There is only one way to describe Matt Schoeneck: badass. The rest of us are in a constant state of awe at his hotness. While most of the Logs diligently study on weeknights, Schoeneck can usually be found partying somewhere in the great Boston area. His homework, along with his laundry, is always done by one of his twelve girlfriends. He was purportedly staying in the Playboy Mansion last week with his good friend Hugh Hefner (who continues to refuse to extend an invitation to the rest of the group). Somehow, he also managed to get perfect scores on three exams. Rumor has it that Matt actually has not attended a single class this year, and furthermore, that he isn’t actually registered as a student–he’s just here for fun.

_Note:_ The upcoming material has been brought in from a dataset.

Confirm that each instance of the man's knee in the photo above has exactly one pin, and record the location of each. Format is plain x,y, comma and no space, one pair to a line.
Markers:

An amazing tenor of the 07 twig class. His middle name Beast wasn’t put on his birth certificate for no reason. He’s got enough muscle for 2. Jim’s mom must have known that her son would grow to become 1/4 of the logs by mass and 1/3 by volume. I’m sure she read him such fairy tales as ‘Vu the Chew toy
PJ Boom ‘chicka chicka boom chicka chicka boom’ Steiner, also known as PJ the human orchestra, comes from a fabled background of droppin the beat and throwin the ‘bows. He’s, I don’t know, a certain Je ne sais quoi springs forth just at the right moment of every song, piercing the air with his silky high notes. But be assured, because sheer velvet isn’t all that PJ is about. Outside of the logs, PJ has been honing his beatboxing skills, gearing up to take on Rahzel for beatbox master of the world. Until then, we are more than content with his wildly high range and energy in our songs…And yes, he’s got the funk.